If that's true, it's true in the same way that Brady Quinn's upside seems higher than Derek Anderson's. But when Parcells sees how Thomas (with a huge assist from Eric Steinbach) solidified a Cleveland line that had been a joke for 10 years, he starts to realize that the presence of Long is going to make Beck look a whole lot better, too. In fact, even newly acquired Josh McCown is going to look less like the journeyman he is playing behind Long.

One of the absolute truisms of football from the day it was invented until the last day it's ever played is that games are won at the point of attack. Control the line, you control the outcome. I'd take a team with a good offensive line and Spergon Wynn as the quarterback every time over a team with a bad offensive line and Tom Brady behind center. You can't run if there aren't any holes and you can't pass with a defensive lineman tugging at your underwear every play. The offensive scheme hasn't been invented that can overcome an incompetent set of offensive linemen.
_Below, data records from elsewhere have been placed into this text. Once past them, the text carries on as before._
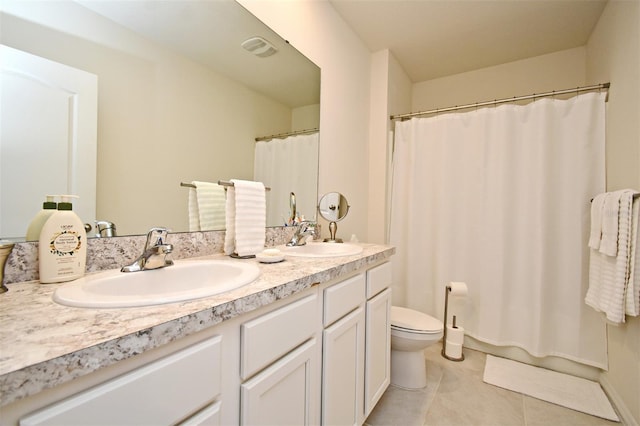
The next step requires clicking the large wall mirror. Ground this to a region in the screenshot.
[0,0,320,240]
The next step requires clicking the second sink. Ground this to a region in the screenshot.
[53,260,260,308]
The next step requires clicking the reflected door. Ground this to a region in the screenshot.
[0,46,98,239]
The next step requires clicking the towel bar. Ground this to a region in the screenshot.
[180,180,271,191]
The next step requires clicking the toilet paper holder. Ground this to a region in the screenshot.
[441,285,464,361]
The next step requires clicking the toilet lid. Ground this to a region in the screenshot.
[391,306,443,333]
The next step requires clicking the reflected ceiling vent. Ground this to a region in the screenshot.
[242,37,278,58]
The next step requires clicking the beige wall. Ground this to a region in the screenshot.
[240,0,371,241]
[1,4,292,235]
[411,47,586,111]
[587,0,640,425]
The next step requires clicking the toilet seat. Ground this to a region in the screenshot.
[391,306,444,334]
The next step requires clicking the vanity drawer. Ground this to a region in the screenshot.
[20,336,222,426]
[240,293,318,380]
[367,262,393,299]
[323,273,366,327]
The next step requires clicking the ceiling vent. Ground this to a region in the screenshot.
[242,37,278,58]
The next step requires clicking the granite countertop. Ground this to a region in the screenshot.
[0,244,395,405]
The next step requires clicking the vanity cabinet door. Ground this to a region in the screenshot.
[240,337,320,426]
[365,286,391,417]
[322,307,365,425]
[180,401,222,426]
[20,336,222,426]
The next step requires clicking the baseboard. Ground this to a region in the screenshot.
[599,374,640,426]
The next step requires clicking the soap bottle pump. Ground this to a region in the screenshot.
[26,195,58,241]
[38,195,87,283]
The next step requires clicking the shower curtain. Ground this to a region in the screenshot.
[254,132,318,225]
[390,93,607,369]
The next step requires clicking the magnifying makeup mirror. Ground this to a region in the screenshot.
[318,192,350,243]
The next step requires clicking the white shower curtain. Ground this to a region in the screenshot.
[390,93,607,369]
[254,133,318,225]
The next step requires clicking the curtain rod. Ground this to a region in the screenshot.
[256,128,318,142]
[390,83,611,120]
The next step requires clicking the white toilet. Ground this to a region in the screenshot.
[391,306,444,389]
The strange thing though is that as surely as virtually every general manager knows this, it's just as sure that most general managers wouldn't take an offensive lineman with one of the first 10 picks in the draft, even with a loaded gun shoved into their eye socket. The only other time an offensive lineman was taken with the first pick since 1970 was in 1997 when the St. Louis Rams took Orlando Pace. The Packers came close when they took Tony Mandarich with the second overall pick in 1989. But exam the USA Today database on players drafted since 1988 and you'll find far more offensive linemen drafted in the middle to late rounds than in the first three rounds.

Bernie Kosar had his career cut short well before he should have in large part due to general manager Ernie Accorsi's dogged insistence that offensive linemen are made, not drafted. In Accorsi's world, indeed in the world in which he operated, drafting an offensive lineman before the fifth or sixth round was, if not folly, then certainly an outrageous luxury. Accorsi continued to try and build a line with late round picks and undrafted free agents because it probably worked for him once or twice. All the while, Kosar took a pounding that beat him out of three or four extra seasons.
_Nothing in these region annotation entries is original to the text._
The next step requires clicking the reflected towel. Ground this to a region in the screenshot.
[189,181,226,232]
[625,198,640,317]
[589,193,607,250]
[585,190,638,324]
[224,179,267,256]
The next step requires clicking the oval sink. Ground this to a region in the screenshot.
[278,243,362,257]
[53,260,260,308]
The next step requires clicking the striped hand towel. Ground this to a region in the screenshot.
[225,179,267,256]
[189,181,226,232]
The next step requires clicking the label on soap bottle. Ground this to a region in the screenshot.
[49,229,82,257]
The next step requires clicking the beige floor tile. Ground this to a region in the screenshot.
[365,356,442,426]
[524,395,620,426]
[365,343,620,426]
While Parcells was probably looking at recent Browns history in deciding that Long was a far less risky pick, he could also have looked a little deeper to see how the Tim Couch pick worked out if he needed further convincing that Ryan, not Long, would actually have been the luxury pick.

Couch may not have ever become a top tier NFL quarterback under the best of conditions, but he never really had much of a chance either. By selecting Couch to play behind a line that was about as skilled as a collection of beer truck drivers pulled from the local union hiring hall, the Browns set themselves up for failure. By then ignoring the line literally until last season, the Browns continued to compound this massive mistake. (To be fair, Browns general manager Phil Savage did try to address the line before last season. The freak injury that still keeps LeCharles Bentley sidelined was a huge blow that was compounded when he then traded Jeff Faine.)

It's hard to believe that Anderson is a Pro Bowl quarterback but the fact that he is speaks volumes about how quickly the fortunes can turn with a competent offensive line in place. If the Browns would have had any semblance of a defensive line (the other point of attack), they could have gone deep in the playoffs.

There's a chance, of course, that Long will be much more Tony Mandarich than Joe Thomas, but that chance seems small. For one thing, this isn't 1989. Steroids use is much easier to detect these days. Long may be viewed as the safe pick, just as Thomas was, but if he plays like Thomas, he'll prove to be the right pick. With Long, there's no reason to think that Beck can't have something approaching the year like Anderson. Without Long and with Ryan instead, there's no reason to think the Dolphins wouldn't be back on the clock the minute the next season ends.